Hidden Markov models for the assessment of chromosomal alterations using high-throughput SNP arrays

Ann Appl Stat. 2008 Jun 1;2(2):687-713. doi: 10.1214/07-AOAS155.


Chromosomal DNA is characterized by variation between individuals at the level of entire chromosomes (e.g. aneuploidy in which the chromosome copy number is altered), segmental changes (including insertions, deletions, inversions, and translocations), and changes to small genomic regions (including single nucleotide polymorphisms). A variety of alterations that occur in chromosomal DNA, many of which can be detected using high density single nucleotide polymorphism (SNP) microarrays, are linked to normal variation as well as disease and therefore of particular interest. These include changes in copy number (deletions and duplications) and genotype (e.g. the occurrence of regions of homozygosity). Hidden Markov models (HMM) are particularly useful for detecting such alterations, modeling the spatial dependence between neighboring SNPs.

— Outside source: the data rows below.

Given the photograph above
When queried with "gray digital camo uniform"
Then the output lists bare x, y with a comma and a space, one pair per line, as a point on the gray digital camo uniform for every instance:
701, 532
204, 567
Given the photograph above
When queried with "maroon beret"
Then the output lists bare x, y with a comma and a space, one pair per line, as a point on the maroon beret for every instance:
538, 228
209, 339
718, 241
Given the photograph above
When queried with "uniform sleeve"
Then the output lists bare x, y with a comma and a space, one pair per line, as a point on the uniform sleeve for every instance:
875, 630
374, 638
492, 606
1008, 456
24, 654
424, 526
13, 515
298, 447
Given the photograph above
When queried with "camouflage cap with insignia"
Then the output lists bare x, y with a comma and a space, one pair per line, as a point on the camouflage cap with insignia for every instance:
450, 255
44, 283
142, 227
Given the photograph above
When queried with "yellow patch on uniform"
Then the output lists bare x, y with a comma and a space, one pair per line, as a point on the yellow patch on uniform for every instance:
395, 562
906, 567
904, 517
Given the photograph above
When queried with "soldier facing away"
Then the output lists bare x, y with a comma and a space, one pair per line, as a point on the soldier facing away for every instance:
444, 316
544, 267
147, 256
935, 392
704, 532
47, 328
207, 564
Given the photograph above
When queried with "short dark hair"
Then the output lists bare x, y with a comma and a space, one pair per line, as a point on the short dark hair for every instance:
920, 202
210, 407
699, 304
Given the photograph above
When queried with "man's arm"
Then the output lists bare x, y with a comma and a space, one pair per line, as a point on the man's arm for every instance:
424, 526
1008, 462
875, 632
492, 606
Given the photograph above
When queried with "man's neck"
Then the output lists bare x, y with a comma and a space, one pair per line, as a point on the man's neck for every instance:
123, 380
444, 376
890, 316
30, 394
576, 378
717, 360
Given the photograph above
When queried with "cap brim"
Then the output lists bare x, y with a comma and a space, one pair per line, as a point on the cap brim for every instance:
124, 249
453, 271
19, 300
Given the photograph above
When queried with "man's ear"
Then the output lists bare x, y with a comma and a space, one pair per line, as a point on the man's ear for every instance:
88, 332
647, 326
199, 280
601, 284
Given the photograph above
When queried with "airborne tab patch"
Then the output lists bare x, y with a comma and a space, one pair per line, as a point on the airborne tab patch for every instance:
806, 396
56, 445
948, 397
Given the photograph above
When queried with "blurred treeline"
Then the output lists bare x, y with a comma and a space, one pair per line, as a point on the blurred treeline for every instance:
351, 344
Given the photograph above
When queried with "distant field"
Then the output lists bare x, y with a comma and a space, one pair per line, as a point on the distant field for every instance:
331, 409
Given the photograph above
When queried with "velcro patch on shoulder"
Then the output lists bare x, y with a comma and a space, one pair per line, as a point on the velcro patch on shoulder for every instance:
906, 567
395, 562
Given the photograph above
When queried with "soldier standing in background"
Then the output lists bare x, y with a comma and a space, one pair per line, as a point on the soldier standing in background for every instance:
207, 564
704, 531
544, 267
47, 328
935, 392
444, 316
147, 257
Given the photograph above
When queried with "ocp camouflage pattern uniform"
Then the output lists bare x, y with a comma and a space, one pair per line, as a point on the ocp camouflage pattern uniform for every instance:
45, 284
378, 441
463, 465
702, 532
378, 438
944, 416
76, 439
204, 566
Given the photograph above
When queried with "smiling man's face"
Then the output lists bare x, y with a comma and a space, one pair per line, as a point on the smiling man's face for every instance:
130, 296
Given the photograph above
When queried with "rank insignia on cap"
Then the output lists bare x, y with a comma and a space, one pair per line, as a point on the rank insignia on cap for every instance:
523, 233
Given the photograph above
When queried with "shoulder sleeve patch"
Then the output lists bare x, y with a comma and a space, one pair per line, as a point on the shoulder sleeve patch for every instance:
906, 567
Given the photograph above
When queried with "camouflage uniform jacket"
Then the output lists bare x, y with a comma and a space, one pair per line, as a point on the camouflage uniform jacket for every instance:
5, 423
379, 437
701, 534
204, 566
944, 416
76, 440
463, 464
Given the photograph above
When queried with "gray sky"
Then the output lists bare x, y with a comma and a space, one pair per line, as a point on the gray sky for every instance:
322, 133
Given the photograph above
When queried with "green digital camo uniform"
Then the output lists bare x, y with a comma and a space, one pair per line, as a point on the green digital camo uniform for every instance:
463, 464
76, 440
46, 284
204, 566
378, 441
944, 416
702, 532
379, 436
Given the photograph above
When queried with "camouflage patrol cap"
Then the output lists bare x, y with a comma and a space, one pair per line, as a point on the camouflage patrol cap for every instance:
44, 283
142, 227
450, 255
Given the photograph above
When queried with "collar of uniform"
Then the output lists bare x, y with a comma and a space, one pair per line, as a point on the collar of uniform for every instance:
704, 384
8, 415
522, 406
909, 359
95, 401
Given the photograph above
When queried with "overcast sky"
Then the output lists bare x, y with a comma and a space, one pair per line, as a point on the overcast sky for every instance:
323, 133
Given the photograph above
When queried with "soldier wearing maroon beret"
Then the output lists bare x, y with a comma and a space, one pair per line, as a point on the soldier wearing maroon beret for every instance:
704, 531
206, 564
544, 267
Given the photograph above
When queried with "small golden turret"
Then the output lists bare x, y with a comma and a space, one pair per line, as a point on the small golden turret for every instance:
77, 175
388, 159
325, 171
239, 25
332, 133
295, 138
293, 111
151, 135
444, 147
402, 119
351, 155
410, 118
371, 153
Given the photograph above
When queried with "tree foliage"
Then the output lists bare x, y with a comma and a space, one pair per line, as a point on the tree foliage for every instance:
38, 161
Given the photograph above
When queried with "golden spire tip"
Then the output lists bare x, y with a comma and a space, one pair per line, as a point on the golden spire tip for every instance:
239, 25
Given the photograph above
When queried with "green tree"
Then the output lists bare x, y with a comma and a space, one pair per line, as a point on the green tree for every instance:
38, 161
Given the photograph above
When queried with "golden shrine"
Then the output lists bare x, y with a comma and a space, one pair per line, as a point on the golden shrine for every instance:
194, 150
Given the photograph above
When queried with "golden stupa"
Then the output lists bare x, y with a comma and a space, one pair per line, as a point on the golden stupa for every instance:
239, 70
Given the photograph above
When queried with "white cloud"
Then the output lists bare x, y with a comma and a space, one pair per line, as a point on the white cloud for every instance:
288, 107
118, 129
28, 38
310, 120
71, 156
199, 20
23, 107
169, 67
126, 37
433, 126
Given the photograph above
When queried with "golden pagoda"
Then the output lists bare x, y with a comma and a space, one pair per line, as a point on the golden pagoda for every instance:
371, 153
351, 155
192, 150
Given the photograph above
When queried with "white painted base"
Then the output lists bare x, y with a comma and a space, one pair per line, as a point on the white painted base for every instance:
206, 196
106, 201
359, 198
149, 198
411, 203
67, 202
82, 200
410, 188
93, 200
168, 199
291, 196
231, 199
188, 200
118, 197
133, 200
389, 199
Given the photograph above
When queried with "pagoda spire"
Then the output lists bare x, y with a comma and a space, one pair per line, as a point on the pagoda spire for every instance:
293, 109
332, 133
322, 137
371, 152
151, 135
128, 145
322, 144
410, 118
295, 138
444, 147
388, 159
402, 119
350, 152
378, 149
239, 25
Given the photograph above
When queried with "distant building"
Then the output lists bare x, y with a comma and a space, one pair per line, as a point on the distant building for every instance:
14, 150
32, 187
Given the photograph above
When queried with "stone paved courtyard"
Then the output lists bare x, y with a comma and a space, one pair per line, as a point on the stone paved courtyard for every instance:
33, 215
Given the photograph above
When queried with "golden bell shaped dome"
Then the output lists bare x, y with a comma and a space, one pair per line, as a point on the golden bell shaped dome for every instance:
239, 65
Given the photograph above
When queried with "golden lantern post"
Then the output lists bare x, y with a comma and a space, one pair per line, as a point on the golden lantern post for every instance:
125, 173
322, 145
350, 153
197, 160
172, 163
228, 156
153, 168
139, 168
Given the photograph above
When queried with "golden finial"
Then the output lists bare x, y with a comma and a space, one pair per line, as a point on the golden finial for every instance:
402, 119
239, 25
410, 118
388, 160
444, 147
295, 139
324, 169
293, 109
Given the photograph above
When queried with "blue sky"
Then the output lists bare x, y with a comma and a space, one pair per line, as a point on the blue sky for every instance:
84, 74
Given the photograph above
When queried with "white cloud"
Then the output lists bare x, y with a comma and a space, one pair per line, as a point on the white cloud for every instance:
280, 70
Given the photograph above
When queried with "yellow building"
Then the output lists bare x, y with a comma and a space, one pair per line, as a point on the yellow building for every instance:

Here, we improve previous approaches that utilize HMM frameworks for inference in high throughput SNP arrays by integrating copy number, genotype calls, and the corresponding measures of uncertainty when available. Using simulated and experimental data, we in particular demonstrate how confidence scores control smoothing in a probabilistic framework. Software for fitting HMMs to SNP array data is available in the R package vanillaICE.